Many of Alvarez’s clients are second- and third-generation Americans, no longer in survival mode like their parents and grandparents.
“There’s a very different approach and different expectations when both of the parents of the girl were born here,” said Alvarez, who markets himself as a “farm-to-fork” caterer. “They don’t want rice, beans, and carnitas. They want something more elaborate and more Americanized, I guess is the best way to say it. They want beautiful cheese displays, fresh salads, and tri-tip steaks. They want the things you wouldn’t eat on any other day.”

Based in Sacramento, Alvarez said his business has expanded into Nevada because his home market has become too saturated with caterers offering the same kinds of California-inspired fare. He’s currently considering a business outpost in North Carolina, perhaps somewhere in the Triad, where he hopes to face less competition for quinceañeras and other catering gigs.

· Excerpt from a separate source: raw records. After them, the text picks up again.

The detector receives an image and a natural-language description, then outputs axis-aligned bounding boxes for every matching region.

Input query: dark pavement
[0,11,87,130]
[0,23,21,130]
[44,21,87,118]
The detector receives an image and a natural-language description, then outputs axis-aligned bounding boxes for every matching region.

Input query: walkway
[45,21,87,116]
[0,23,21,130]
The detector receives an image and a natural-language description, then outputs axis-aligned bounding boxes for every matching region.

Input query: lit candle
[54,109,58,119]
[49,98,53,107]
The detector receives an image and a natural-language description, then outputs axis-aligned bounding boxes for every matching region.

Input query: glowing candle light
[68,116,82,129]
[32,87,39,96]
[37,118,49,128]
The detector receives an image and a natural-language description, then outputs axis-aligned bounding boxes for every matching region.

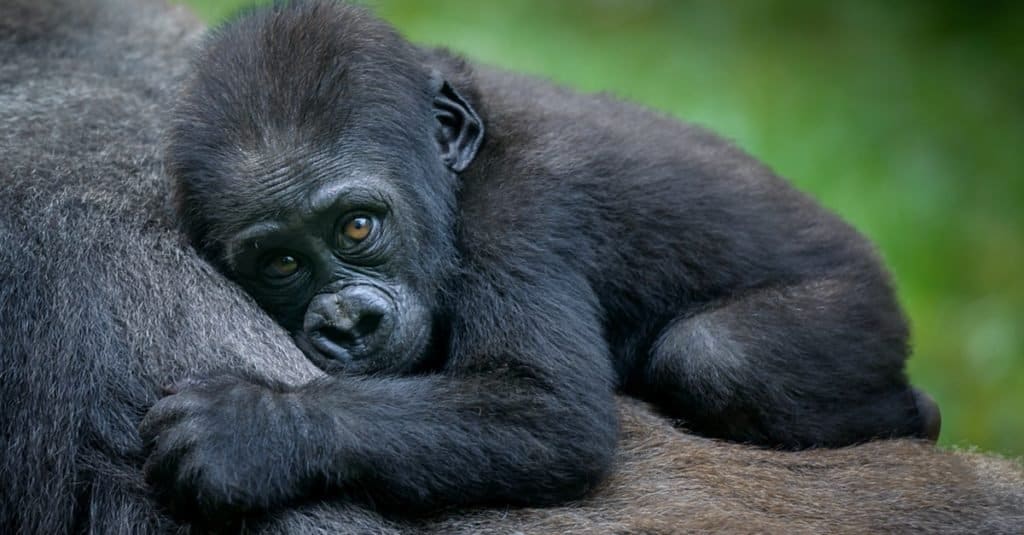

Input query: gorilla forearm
[142,371,615,518]
[142,278,616,518]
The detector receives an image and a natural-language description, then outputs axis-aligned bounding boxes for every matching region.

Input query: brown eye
[341,215,374,243]
[263,254,299,279]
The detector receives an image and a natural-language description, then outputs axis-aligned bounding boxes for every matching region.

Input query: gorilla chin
[293,282,432,374]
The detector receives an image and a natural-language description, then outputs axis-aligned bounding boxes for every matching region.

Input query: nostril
[317,325,356,346]
[354,312,384,336]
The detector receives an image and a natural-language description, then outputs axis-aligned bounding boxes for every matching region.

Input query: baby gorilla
[142,1,938,519]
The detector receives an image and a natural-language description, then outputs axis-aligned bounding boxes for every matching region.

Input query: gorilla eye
[341,215,374,243]
[263,254,299,279]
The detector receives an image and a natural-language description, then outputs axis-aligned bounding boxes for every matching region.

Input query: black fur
[143,1,934,517]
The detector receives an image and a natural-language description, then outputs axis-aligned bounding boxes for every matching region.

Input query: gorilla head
[168,4,483,371]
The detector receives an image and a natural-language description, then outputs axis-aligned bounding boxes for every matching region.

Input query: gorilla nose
[304,286,392,361]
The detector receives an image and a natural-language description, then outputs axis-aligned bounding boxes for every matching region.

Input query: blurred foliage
[180,0,1024,455]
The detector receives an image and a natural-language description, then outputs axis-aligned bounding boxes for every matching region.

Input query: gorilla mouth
[309,326,373,362]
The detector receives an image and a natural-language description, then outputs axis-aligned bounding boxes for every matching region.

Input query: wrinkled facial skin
[225,177,432,373]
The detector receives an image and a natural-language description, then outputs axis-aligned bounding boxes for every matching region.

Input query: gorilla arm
[142,258,616,519]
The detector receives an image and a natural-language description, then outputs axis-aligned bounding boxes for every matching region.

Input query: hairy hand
[139,375,308,521]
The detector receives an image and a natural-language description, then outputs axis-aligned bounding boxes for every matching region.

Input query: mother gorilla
[0,0,1024,533]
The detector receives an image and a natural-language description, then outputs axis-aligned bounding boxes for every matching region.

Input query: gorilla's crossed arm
[143,1,937,515]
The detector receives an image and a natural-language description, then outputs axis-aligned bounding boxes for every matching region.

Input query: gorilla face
[225,173,441,371]
[167,11,483,372]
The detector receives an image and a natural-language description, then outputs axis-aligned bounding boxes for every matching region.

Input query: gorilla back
[144,1,938,512]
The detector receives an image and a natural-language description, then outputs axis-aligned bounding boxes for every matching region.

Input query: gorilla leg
[639,279,938,448]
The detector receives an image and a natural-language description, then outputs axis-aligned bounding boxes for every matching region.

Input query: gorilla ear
[434,77,483,173]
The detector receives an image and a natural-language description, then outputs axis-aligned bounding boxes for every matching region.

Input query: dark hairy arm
[142,260,616,519]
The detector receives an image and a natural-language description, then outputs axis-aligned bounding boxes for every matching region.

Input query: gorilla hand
[139,374,327,522]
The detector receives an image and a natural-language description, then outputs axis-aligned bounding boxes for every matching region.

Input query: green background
[180,0,1024,455]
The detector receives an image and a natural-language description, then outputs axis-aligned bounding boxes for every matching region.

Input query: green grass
[178,0,1024,455]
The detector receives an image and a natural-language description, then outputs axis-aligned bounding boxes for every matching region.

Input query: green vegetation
[180,0,1024,455]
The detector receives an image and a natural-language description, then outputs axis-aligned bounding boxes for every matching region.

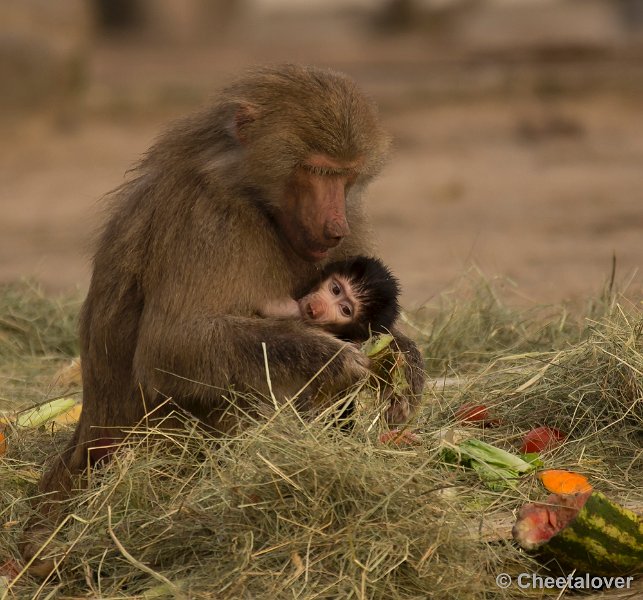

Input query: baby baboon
[260,256,400,342]
[24,65,424,570]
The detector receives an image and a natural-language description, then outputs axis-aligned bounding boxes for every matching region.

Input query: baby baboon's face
[298,275,359,329]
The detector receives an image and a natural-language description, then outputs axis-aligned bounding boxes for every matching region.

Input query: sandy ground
[0,14,643,307]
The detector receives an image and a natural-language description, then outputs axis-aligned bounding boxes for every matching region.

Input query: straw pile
[0,283,643,599]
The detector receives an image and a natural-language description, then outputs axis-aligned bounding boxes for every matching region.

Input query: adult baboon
[26,65,424,572]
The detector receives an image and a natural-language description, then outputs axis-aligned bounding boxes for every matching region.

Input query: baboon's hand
[384,394,412,425]
[381,331,426,425]
[317,332,371,391]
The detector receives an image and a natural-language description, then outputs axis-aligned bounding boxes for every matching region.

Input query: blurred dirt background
[0,0,643,307]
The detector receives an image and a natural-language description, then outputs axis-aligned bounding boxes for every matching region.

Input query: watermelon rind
[538,492,643,576]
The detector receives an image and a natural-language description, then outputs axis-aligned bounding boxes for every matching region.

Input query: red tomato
[520,427,566,454]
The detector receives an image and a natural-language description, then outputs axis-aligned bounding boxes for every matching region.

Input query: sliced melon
[512,490,643,575]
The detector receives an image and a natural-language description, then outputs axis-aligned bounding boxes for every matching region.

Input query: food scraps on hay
[512,490,643,576]
[0,397,82,454]
[379,429,422,448]
[455,403,500,427]
[520,427,567,454]
[538,469,592,494]
[443,438,541,490]
[361,333,409,397]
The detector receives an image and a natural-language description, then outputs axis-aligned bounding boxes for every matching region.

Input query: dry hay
[0,282,643,599]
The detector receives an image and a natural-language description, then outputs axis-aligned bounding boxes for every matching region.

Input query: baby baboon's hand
[384,394,412,425]
[317,332,371,391]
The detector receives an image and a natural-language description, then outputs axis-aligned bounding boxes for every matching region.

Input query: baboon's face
[297,275,360,331]
[277,154,359,262]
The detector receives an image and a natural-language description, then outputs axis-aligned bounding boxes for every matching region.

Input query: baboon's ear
[232,103,259,144]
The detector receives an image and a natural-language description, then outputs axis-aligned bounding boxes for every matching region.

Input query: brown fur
[25,66,423,572]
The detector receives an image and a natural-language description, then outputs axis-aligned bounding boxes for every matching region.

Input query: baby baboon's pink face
[298,275,359,329]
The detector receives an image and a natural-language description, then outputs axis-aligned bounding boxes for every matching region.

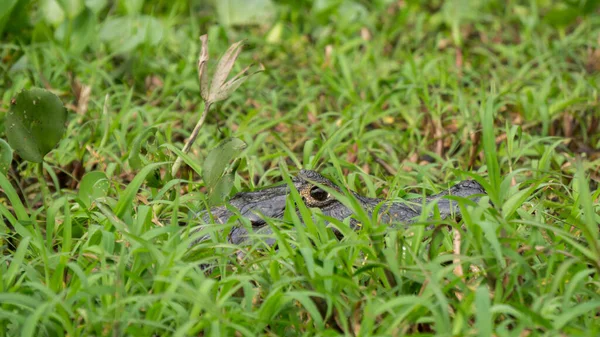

While he prefers more modern and American menus, Alvarez was born in Mexico and can make all the classic quinceañera dishes. But early in his catering career he found that making Mexican food for Mexican families was often a recipe for disaster.
“You get a lot of critique from family members at the quinceañera because of regional differences in Mexican food or just connections that people have to certain dishes,” Alvarez explained. “You hear a lot of ‘Well, my family didn’t do it this way.’”
But toward the end of a party, when family members and friends have many hours of celebrating under their belts, a cheese platter won’t do. In Mexican culture, it’s customary to eat menudo the morning after a quinceañera to help mitigate hangovers.
Alvarez’s riff on the tradition is a late-night snack menu, a second round of food aimed at the inebriated and hungry, as well as the teenage chambelanes and damas in the quinceañera party who’ve spent the night on the dance floor.
“At the end of the night, after all of the dancing and drinking, all anyone wants is a taco or nachos or tostilocos, and we’re happy to accommodate that,” Alvarez said.
Alvarez even offers churros—the perfect ending to a super sweet 15.
Tina Vasquez is a North Carolina-based movement journalist with more than 15 years of experience reporting on immigration, reproductive injustice, food, labor, and culture. Currently, she is features editor at the non-profit newsroom Prism.